The issues Wyatt seeks to raise on appeal
[15] It is evident that, in the main, the issues Wyatt seeks to raise on appeal are the same as those raised in the lower courts. One of those, the penalty interest question, was only raised by Wyatt at the time of the recall application in the High Court and despite the agreement as to quantum which the parties had reached at the time of the substantive appeal in the High Court. There is one new point relating to the possible application of s 6 of the CPA. We are satisfied, however, that this section has no application to the circumstances of the present case. Wyatt also sought to dispute the date when the deed of nomination was served but that was an agreed fact and it is now too late to raise it.
Discussion
[16] The principles applicable on an application under s 67 of the Judicature Act are well established and not in dispute. Leave for a second appeal may only be granted where the point to be argued on the appeal is of general importance or is of such importance to the parties that it outweighs the inevitable delay and cost that a further appeal will create.[6]

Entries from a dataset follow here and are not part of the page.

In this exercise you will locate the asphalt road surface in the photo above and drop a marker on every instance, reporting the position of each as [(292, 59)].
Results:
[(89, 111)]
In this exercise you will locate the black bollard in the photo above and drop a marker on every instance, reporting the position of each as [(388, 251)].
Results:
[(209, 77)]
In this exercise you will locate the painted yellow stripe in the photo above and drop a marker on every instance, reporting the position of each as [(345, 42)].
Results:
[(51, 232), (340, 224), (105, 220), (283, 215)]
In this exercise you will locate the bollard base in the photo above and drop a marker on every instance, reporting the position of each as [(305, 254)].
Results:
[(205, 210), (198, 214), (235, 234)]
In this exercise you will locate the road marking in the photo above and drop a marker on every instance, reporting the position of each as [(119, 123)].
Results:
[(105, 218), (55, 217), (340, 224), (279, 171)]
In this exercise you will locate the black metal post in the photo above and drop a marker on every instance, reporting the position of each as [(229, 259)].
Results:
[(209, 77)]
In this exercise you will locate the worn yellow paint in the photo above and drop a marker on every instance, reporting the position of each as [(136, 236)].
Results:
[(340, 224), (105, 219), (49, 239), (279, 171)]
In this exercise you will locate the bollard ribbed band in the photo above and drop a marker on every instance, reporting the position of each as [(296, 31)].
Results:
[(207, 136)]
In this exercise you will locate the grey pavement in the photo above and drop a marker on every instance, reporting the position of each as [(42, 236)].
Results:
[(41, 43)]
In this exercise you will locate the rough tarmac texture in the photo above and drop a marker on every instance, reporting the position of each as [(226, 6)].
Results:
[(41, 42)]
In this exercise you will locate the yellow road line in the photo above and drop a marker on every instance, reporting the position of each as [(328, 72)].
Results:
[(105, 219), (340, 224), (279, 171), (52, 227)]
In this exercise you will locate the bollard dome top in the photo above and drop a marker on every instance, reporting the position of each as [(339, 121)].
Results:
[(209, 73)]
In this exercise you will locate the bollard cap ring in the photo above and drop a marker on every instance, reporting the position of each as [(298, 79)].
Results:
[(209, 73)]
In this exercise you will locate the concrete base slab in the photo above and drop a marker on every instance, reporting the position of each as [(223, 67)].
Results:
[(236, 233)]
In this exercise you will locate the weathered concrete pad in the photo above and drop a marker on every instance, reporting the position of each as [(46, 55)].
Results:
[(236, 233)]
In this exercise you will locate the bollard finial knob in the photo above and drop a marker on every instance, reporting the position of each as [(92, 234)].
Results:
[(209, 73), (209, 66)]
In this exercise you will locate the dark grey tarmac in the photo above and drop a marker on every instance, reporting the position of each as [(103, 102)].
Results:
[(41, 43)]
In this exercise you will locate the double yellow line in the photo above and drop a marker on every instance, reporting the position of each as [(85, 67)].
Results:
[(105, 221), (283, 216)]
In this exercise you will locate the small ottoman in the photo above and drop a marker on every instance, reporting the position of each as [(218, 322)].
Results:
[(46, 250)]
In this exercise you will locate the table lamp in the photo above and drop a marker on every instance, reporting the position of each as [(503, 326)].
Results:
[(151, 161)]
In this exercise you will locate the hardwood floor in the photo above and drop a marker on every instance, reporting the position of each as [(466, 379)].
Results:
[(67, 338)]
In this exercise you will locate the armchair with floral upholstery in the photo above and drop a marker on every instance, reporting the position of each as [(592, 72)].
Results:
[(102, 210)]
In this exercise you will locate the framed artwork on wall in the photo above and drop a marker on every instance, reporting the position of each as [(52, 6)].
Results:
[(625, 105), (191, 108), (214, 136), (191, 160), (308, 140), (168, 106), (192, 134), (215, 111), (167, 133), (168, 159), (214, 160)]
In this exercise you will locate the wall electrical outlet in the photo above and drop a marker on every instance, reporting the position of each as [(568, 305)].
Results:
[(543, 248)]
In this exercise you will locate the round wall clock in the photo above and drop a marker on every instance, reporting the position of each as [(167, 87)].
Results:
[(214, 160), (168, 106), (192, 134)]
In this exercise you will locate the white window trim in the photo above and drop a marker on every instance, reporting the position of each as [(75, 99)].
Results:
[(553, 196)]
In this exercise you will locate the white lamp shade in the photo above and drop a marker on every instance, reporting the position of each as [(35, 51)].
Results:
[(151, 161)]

[17] While, as the Judge noted, the issue may be of importance to Wyatt, we are satisfied that no issue of general importance is raised by the proposed appeal. There is no obvious error in the conclusion reached by Lang J on the CPA issue and no argument was advanced to us to suggest that the Judge was wrong in his conclusion in relation to the assignment issue.
[18] Even if we had concluded there was a seriously arguable point on the merits, we agree with the Judge that the amounts at issue do not justify the cost and further delay that would be inevitable should leave be granted.
Result
[19] For these reasons, the application for leave to appeal is dismissed.
[20] The applicant must pay costs to the respondents as if this were a standard application for leave to appeal on a band A basis and usual disbursements.
Solicitors:
Vlatkovich & McGowan, Whangaparaoa
[1] Broughton v
Wyatt Family Trust HC Auckland CIV-2010-404-4303, 20 October
2010.
[2] Wyatt
Family Trust Holdings Ltd v Broughton DC North Shore
CIV-2009-044-1863.
[3]
Rattrays Wholesale Ltd v Meredyth-Young and A’Court Ltd [1997] 2
NZLR 363 at 383.
[4]
Laidlaw v Parsonage [2009] NZCA 291, [2010] 1 NZLR 286.
[5] Broughton v
Wyatt Family Trust Holdings Ltd HC Auckland CIV-2010-404-4303, 29 October
2010.
[6] Waller
v Hider [1998] 1 NZLR 412; Snee v Snee [1999] NZCA 252; (2000) 13 PRNZ 609.